Thanks Dominique, the answers:
1) no, tomcat is running on a different computer
2) I think so
3) tomcat is running with SYSTEM
4) No i haven't a link to that discussion, thanks
5) ah ok, to do those type of operations I depend upon a group that manage the network. I'm not able to change anything in network
[6)] no sorry I thought that when I install the DLL part I cannot use any other thing in different packages...
I have asked to our group that manage the network to help us and they suggest to use another library called WAFFLE (probably 'cause they have already experience with that, I think).

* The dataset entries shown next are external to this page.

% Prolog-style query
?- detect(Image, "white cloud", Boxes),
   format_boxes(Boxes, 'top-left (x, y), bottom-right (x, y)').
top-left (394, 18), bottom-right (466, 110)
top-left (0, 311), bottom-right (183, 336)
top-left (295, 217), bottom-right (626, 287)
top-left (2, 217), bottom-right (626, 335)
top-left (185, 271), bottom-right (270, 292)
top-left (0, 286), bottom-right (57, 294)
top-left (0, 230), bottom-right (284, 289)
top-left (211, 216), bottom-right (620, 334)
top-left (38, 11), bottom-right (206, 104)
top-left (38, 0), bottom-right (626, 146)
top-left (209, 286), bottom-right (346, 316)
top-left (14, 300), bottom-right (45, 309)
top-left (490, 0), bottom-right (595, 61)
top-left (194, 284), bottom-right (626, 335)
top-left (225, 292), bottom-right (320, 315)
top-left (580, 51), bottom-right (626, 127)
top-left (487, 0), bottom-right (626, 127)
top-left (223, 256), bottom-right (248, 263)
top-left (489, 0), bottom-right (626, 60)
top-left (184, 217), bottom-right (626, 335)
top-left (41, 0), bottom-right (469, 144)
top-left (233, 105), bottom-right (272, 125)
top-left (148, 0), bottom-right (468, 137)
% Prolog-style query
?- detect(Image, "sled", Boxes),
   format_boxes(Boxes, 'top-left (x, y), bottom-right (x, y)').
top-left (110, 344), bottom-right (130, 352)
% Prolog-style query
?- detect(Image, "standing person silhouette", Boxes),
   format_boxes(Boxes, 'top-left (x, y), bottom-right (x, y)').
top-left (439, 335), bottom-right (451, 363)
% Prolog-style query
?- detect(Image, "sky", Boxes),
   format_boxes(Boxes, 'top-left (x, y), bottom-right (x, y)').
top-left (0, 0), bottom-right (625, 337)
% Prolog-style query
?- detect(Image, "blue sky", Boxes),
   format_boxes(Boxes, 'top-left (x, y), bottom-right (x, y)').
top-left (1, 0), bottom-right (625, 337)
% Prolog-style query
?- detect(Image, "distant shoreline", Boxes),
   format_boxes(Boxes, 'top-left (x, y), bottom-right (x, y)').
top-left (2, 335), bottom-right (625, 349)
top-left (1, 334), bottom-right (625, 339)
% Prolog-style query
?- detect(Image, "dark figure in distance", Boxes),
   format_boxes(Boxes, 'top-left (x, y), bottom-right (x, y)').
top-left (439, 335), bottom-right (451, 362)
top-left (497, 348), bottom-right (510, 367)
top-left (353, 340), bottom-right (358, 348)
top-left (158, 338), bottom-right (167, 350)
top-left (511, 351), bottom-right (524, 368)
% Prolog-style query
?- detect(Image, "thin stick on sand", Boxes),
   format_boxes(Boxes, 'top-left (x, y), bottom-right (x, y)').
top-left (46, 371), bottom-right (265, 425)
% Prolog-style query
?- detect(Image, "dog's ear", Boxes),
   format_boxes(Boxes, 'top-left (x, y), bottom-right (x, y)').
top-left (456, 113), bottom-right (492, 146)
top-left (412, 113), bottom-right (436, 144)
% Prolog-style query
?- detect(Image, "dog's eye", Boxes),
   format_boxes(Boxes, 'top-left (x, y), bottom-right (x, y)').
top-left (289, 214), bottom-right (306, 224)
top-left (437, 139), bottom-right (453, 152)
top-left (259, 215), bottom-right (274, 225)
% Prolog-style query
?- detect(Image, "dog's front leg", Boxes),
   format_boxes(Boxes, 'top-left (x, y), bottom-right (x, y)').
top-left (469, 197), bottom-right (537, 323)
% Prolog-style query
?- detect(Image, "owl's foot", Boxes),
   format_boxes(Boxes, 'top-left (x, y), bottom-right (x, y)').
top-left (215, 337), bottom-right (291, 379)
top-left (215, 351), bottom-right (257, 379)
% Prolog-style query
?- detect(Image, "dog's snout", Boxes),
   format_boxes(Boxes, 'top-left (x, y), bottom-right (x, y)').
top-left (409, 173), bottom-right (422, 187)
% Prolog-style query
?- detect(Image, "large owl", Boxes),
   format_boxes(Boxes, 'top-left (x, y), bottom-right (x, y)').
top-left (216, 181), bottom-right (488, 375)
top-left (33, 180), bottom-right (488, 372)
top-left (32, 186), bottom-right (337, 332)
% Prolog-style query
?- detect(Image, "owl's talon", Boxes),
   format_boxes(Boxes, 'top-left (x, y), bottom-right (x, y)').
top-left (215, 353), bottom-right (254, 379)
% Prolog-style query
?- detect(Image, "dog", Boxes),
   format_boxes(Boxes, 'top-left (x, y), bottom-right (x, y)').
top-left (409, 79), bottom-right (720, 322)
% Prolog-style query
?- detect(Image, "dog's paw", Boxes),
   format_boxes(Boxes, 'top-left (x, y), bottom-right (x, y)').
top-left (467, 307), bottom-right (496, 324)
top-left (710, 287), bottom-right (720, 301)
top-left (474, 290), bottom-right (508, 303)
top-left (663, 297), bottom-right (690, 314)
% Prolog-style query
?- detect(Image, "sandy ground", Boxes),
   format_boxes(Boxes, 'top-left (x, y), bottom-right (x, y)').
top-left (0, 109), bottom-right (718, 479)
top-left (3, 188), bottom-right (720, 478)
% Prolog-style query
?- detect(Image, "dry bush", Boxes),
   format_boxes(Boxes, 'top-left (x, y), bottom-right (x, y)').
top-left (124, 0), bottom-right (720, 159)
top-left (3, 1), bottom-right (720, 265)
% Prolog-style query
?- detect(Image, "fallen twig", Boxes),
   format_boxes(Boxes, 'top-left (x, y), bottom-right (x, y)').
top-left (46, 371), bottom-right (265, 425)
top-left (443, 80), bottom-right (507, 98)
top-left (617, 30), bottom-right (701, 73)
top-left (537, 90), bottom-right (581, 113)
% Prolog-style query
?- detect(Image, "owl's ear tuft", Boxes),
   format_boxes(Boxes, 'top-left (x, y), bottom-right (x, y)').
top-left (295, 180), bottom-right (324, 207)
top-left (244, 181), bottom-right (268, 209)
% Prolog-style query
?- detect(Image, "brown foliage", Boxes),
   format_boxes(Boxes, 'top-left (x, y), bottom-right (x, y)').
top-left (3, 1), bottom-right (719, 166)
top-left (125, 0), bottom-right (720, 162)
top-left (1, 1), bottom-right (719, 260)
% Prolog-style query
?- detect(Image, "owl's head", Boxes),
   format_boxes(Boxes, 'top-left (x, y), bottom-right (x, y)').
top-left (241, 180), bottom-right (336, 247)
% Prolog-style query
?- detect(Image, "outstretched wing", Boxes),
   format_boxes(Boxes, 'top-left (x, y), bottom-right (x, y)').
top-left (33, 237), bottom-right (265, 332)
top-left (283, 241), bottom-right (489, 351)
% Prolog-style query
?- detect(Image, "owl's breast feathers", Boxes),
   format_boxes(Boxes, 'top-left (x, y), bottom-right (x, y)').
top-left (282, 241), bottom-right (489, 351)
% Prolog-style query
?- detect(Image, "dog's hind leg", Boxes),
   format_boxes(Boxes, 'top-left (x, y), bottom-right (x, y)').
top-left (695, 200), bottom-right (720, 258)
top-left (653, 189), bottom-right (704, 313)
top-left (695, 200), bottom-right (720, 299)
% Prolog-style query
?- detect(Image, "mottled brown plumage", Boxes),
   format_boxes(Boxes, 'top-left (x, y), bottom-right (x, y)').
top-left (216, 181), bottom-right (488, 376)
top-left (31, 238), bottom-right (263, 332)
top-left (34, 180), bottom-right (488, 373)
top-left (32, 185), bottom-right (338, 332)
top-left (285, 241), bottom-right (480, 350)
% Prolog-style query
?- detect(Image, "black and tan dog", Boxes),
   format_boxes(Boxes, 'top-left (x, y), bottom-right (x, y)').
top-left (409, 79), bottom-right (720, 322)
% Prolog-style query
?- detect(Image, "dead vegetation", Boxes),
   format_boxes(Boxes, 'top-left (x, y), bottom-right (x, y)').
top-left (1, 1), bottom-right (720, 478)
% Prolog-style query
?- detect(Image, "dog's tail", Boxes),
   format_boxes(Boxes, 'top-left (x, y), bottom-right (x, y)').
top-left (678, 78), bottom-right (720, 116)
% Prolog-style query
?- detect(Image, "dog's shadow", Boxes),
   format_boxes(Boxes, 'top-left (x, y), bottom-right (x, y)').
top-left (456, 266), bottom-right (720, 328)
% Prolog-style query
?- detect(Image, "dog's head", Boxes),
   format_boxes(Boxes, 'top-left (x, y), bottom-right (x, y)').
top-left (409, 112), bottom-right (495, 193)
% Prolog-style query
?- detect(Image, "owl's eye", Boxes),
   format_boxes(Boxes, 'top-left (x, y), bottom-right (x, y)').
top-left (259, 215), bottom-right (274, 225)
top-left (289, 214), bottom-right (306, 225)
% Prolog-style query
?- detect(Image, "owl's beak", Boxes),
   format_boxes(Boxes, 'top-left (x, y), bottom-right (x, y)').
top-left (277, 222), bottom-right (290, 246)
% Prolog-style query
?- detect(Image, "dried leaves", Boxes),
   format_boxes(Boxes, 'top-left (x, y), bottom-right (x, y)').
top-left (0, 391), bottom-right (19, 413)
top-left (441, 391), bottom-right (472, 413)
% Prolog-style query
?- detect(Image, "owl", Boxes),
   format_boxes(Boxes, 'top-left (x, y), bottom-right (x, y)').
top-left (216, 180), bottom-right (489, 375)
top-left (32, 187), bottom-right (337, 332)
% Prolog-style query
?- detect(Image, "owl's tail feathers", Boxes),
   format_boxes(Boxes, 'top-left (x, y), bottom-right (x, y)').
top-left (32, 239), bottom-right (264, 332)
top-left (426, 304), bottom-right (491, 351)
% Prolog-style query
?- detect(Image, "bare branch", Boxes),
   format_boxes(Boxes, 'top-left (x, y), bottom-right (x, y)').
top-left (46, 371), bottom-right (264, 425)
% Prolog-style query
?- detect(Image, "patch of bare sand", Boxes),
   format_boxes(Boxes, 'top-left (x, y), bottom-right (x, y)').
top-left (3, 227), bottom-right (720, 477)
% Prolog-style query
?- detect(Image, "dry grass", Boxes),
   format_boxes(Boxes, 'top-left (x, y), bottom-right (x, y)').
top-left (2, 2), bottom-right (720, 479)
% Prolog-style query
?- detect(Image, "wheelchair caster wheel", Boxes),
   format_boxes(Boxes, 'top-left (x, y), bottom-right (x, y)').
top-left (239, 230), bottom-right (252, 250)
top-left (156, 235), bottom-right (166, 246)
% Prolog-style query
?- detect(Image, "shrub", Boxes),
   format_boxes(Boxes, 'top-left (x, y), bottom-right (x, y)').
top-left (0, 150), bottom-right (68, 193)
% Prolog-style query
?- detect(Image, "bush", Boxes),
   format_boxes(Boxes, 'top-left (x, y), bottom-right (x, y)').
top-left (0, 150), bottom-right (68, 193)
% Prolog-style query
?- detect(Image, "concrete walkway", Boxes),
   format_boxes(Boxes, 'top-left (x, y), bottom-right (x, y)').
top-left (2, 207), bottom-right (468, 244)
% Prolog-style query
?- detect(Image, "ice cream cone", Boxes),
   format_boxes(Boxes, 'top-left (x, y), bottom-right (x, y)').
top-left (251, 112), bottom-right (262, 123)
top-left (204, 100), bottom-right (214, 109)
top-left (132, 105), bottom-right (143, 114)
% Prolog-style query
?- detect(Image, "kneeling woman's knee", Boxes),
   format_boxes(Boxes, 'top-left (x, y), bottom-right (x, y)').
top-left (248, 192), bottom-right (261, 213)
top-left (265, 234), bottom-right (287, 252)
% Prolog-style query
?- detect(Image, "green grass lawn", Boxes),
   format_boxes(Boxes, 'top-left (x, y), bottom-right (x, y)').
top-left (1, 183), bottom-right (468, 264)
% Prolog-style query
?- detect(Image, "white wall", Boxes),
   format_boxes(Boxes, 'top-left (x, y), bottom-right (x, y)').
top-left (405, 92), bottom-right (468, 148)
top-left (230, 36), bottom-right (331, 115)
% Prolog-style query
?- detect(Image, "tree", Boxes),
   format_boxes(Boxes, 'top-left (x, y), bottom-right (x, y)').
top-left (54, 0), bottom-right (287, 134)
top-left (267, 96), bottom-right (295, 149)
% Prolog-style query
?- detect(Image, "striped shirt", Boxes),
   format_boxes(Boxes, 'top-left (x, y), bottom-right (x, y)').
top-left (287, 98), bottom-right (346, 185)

I don't know if next informations can help you to improve your library, but anyway:
Trying that library I was able to run immediately your example called authbysspi, using the servlet filter called waffle.servlet.NegotiateSecurityFilter provided by WAFFLE and without asking to do any change on network (probably this remove
configuration of AD from possible causes?)
With this server filter we was able to run the application on all machines and on iPad too BUT only with Google Chrome.
In logs I have found that when the connections is made with a NO MAC machine, the protocol used is Negotiate. Connecting with a iPad or Mac is always NTLM. Chrome was able to manage that NTLM but Safari stop after authentication saying "Connection
Updating an init-param of the filter called waffle.servlet.spi.NegotiateSecurityFilterProvider/protocols removing the NTLM from possible protocols solved the problem also on the Safari browser.
I hope this help you to improve your library.